Books to Change Your Life--Before the Dawn
- robsmall66
- Jun 20
- 2 min read
Before the Dawn, Recovering the lost history of our ancestors
by Nicholas Wade
How a child’s scalp ticks changed everything.
A child came home from school with a note he had ticks in his scalp.
The father, an American geneticist, mused that the ticks had to adapt eons back when humans started wearing clothing. The same hooks that they used to cling to our skin wouldn’t work with clothing. But when?
Starting with current genes, science was able to work backward and identify the time we started wearing furs: about 75,000 years ago.
But that was just the first revelation.
Using that technique, a prehistoric story opened up.
A sample of the findings:
-- All men are descended from one man; all women are descended from one woman, as shown in the genetic material shared by all.
-- We started has nomadic hunter-gatherers but then started to settle down in favorable locations and specialize our tasks.
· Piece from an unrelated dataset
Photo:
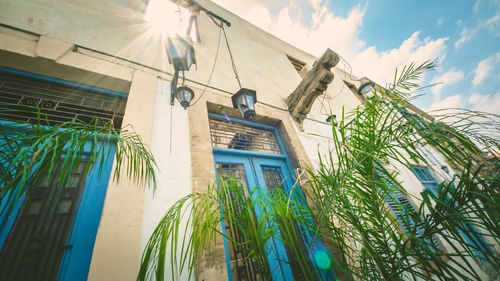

Contrary to the experts' opinion, agriculture developed after this new stage, not before. Dogs were the key.
-- Dogs played a crucial role in two ways: first, as guardians alert us to enemies, allowing us to settle down, and second, by bonding to a single person or family, giving us the first notion of private property. Dogs weren’t shared, unlike the kills of the nomadic tribes.
--All dogs are descended from one ancestor.
-- We almost became extinct, but emigrated out of East Africa, headed east through India and Malasia, then Australia, and only then back to Eurasia
--The idealized state of nature, beloved by some philosophers like Jean-Jacques Rousseau who accused humans of corrupting this heritage, cannot be found. Every time a new civilization is discovered, eventually proof of barbaric customs emerges.
-- Evil exists in our species. It’s not going away.